Writing about this has been on my mind because that’s how I process information best. But writing about this means that I have to accept a cold, hard fact: A malignant mass has been found in my Sweetie’s colon.
He had his first colonoscopy last week and the growth was discovered then. A hungry, healthy man walked into the doctor’s office with his wife and an overwhelmed, bewildered couple walked out two hours later. A biopsy was performed and the results came back confirming the malignancy yesterday. So indeed, it is a fact that, at least for the time being, Scott has cancer.
The stage and scope of the disease will be determined by the results of a CT scan scheduled for the 31st. Many scary questions will be answered on the following day when we have a consultation appointment scheduled with the gastroenterologist. That’s the day we’ll learn what we’re really up against here, including the state of the cancer (has it grown into the colon wall/spread elsewhere?) and next steps.
We are gobsmacked, to say the least. And frightened. And sad. And distracted. And confused. And angry. We feel as if we’ve been punched in the stomach, in our minds, spirits and bodies. The time between now and next Thursday afternoon is going to feel like an eternity. And as gut-wrenching as this waiting period is going to be, we fear what we may hear. We want to know and don’t want to know simultaneously. It’s agonizing.
I’m worried about Scott. Scott’s worried about me. How are we feeling about/coping with/bearing all this at any given time? We, of course, are trying to stay calm and think positively for each other as well as for ourselves. We’re trying to keep our minds and hearts focused on the “what is” rather than let them spiral forward into even more scary scenarios. But I have to tell you, it’s no easy task. Lots of breathing, meditation and comforting hugs are happening around here (yes, more than usual…). As much as we’ve been through in our 26+ years together, this past week has been far and away the most challenging and heartbreaking.

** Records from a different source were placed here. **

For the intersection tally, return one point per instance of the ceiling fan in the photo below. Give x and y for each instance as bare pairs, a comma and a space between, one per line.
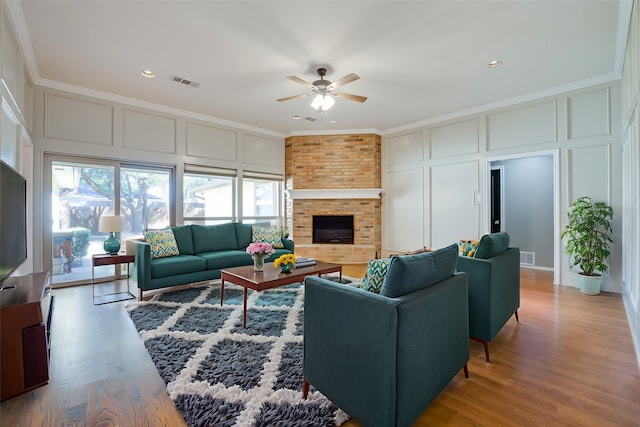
324, 90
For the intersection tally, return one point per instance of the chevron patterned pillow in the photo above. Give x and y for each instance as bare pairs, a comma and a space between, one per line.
376, 271
163, 243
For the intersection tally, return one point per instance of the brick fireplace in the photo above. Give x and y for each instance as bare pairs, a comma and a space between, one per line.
335, 175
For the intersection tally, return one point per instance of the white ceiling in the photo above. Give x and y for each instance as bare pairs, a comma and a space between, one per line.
418, 60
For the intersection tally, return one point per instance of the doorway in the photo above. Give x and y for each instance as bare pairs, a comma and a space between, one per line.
523, 201
497, 197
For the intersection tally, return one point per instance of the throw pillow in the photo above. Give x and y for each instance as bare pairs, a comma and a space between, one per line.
374, 276
267, 235
162, 242
492, 244
468, 247
409, 273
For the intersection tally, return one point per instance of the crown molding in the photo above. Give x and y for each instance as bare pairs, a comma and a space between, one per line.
337, 132
52, 84
340, 193
554, 91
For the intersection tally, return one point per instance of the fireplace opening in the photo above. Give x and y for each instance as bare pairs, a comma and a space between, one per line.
333, 229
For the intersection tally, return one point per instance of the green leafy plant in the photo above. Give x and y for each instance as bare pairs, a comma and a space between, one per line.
589, 235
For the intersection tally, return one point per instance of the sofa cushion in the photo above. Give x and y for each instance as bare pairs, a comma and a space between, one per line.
180, 264
162, 242
468, 247
211, 238
373, 278
409, 273
268, 235
184, 239
492, 244
226, 259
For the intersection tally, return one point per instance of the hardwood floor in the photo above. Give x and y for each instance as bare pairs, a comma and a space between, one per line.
569, 362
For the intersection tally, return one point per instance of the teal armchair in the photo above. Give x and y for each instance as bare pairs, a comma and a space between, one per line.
494, 287
384, 358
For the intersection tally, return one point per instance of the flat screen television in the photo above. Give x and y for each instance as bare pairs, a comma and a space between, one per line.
13, 220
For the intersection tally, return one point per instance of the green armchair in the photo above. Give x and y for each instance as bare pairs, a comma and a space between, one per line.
494, 287
383, 358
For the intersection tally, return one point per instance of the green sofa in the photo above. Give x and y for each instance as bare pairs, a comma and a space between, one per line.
383, 358
494, 287
203, 251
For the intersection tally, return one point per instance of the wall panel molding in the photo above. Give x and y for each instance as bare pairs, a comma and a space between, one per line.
72, 119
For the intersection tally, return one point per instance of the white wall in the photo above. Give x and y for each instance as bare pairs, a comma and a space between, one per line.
582, 127
81, 125
631, 177
15, 120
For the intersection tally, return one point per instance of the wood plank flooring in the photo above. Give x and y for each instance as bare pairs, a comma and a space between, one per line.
569, 362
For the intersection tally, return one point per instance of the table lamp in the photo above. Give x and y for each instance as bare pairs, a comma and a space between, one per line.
110, 224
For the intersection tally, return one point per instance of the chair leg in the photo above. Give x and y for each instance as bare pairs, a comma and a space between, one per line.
486, 350
486, 347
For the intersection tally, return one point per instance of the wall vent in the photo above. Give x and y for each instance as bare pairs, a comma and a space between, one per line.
183, 81
527, 258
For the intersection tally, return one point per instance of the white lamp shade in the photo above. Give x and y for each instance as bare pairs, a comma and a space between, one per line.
317, 102
322, 102
110, 223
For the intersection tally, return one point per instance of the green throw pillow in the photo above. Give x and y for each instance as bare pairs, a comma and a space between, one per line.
267, 235
374, 276
468, 247
162, 242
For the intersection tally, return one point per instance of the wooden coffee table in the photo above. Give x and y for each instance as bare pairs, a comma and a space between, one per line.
271, 277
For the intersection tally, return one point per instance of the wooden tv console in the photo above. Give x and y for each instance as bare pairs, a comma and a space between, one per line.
25, 304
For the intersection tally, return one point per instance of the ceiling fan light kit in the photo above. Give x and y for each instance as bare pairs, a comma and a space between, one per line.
322, 103
324, 91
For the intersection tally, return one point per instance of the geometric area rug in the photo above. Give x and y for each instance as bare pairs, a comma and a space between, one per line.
219, 374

We’ve already told a select few about what’s been going on. And now I feel I can broach the subject, reluctantly, with the rest of you. It’s not that it’s any kind of secret but it was really hard to talk about. The support we’ve garnered these recent days has been staggering; the good wishes and prayers deeply appreciated.

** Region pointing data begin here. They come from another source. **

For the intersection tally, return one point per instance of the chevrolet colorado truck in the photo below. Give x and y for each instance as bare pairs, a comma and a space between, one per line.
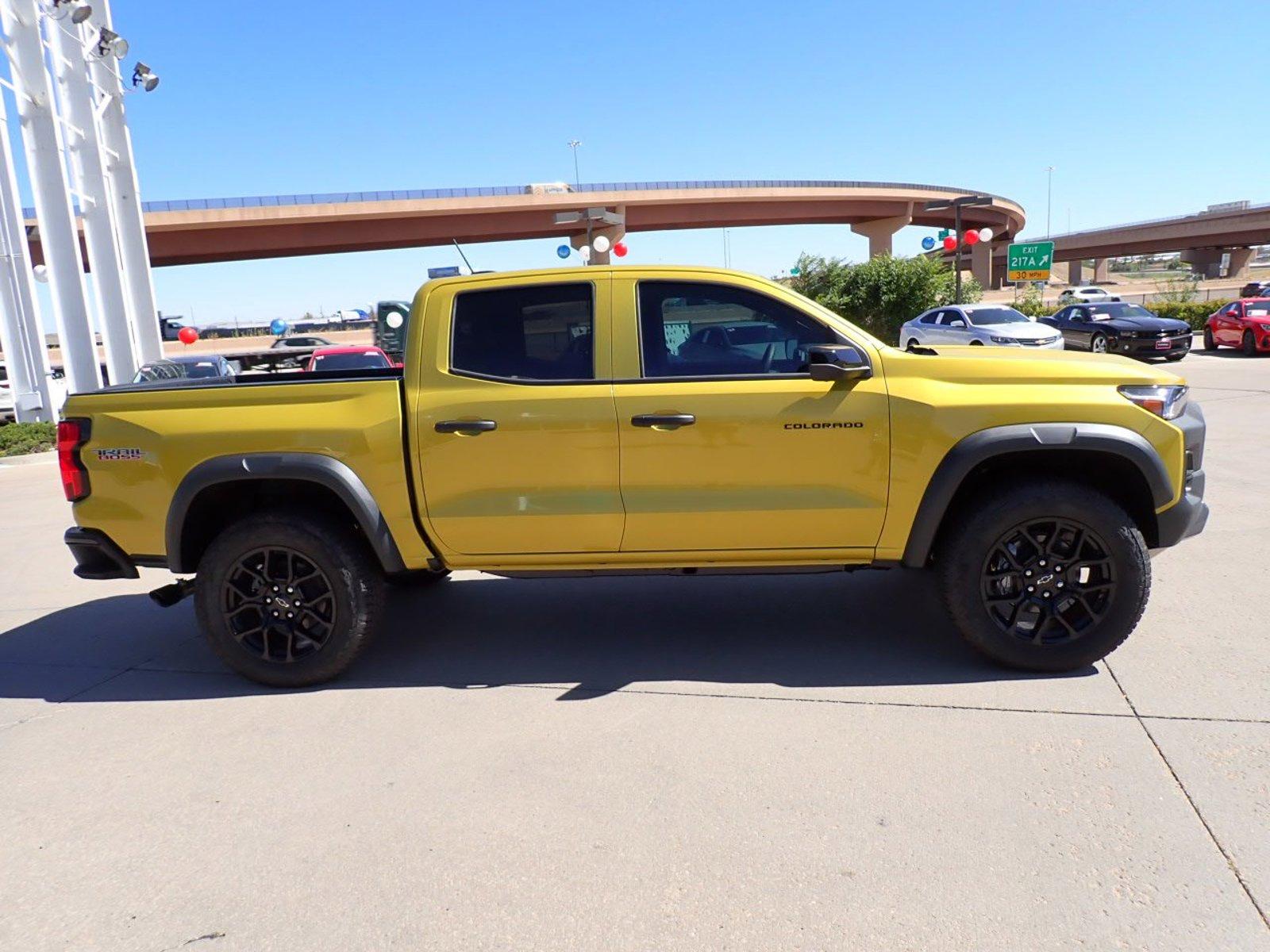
641, 420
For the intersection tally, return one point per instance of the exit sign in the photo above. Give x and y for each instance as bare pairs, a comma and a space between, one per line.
1030, 260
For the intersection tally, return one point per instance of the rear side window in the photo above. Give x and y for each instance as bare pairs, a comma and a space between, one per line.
535, 333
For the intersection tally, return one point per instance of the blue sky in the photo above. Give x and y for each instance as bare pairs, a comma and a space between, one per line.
1143, 109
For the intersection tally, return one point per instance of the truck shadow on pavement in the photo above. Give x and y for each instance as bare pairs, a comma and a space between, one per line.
586, 636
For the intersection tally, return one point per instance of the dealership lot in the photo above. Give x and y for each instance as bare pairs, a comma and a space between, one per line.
802, 762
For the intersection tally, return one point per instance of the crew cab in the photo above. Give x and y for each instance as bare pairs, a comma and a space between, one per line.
578, 422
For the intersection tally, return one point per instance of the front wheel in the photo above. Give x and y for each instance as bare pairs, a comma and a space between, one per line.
289, 600
1045, 577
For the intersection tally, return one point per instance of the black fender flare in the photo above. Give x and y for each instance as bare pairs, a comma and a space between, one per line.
311, 467
999, 441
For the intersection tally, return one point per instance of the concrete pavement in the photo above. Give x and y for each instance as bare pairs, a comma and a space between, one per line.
630, 765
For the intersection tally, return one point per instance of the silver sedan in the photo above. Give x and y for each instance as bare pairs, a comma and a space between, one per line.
987, 325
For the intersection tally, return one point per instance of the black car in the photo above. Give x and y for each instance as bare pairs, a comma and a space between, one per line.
1119, 328
184, 367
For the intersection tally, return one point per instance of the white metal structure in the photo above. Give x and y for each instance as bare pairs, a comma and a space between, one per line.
42, 140
988, 325
76, 148
21, 336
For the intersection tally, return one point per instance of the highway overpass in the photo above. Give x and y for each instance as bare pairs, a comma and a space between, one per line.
1202, 239
283, 226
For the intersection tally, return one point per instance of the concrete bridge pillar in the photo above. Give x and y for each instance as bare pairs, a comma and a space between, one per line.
879, 232
1240, 260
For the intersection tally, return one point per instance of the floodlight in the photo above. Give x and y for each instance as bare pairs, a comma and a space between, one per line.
111, 44
145, 78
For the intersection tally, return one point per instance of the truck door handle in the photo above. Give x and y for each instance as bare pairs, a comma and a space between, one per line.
467, 427
668, 420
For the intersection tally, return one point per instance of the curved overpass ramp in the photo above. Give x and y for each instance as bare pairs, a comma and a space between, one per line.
281, 226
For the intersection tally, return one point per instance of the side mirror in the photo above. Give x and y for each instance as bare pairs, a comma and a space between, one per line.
833, 362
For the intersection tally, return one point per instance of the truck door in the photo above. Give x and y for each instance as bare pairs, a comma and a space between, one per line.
732, 446
514, 420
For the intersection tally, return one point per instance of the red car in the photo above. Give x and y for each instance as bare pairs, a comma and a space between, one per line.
1244, 324
348, 359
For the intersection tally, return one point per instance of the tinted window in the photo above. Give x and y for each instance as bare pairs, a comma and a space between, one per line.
996, 315
541, 332
349, 362
694, 329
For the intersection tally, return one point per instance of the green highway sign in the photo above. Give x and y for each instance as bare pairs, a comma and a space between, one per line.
1030, 260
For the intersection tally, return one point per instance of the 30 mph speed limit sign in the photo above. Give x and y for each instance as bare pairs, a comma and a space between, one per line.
1030, 260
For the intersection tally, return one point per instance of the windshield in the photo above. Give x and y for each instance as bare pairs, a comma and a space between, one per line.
171, 370
753, 334
1105, 313
349, 362
996, 315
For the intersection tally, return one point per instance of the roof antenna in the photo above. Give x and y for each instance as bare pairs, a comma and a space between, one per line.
470, 270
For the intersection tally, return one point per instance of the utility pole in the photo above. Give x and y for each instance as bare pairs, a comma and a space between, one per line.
956, 205
1049, 196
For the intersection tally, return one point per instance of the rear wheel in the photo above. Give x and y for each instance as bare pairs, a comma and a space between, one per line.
287, 600
1045, 577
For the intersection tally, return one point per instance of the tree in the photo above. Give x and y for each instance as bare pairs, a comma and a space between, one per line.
882, 294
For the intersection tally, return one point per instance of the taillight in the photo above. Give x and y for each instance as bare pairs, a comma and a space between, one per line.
71, 436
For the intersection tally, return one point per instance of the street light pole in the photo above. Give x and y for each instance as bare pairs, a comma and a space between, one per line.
1049, 196
577, 179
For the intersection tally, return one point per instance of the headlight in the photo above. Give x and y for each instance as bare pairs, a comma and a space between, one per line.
1166, 400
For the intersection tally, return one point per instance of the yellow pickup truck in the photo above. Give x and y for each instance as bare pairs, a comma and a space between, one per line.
641, 420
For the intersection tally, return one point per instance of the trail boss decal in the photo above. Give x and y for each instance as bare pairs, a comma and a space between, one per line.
120, 456
835, 425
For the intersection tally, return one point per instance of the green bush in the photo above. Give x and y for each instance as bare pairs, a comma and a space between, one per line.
1194, 313
882, 294
21, 438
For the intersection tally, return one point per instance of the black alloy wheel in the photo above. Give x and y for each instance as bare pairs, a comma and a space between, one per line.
1048, 582
279, 605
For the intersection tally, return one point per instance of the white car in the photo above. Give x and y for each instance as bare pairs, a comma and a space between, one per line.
988, 325
1087, 294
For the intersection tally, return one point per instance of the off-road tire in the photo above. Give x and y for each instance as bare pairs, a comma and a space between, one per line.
963, 558
346, 565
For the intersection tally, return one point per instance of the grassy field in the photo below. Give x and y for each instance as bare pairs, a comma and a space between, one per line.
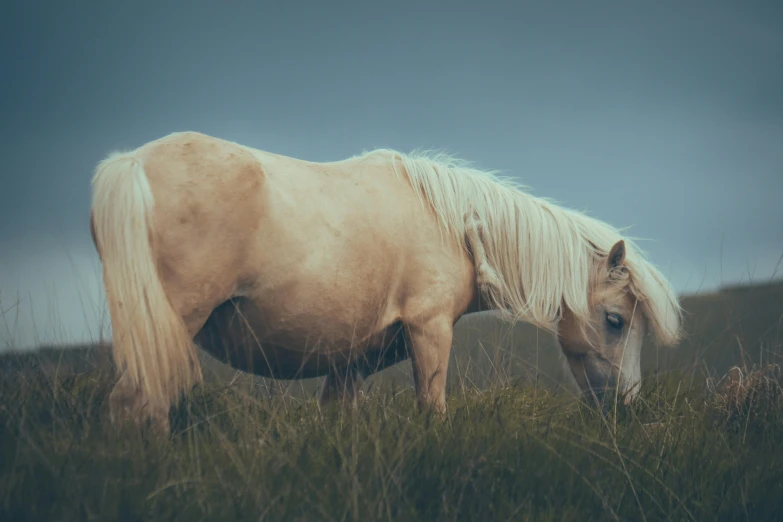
704, 443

Our strategy to weather this storm is to cling to one another, depend upon one another and never hesitate to share our feelings with one another, however sad or frightened. We will arm ourselves with as much information as we can gather and give ourselves permission to feel overwhelmed – or positive – as needed. It’s the only way we know how to get through things – and it’s always worked for us in the past. So don’t knock a good thing, right?
I recently heard from my mother-in-law Sharon, herself a three-time cancer warrior, say that the moment you are diagnosed, you are officially a cancer survivor. That sentiment right there is where we’re hanging our hat.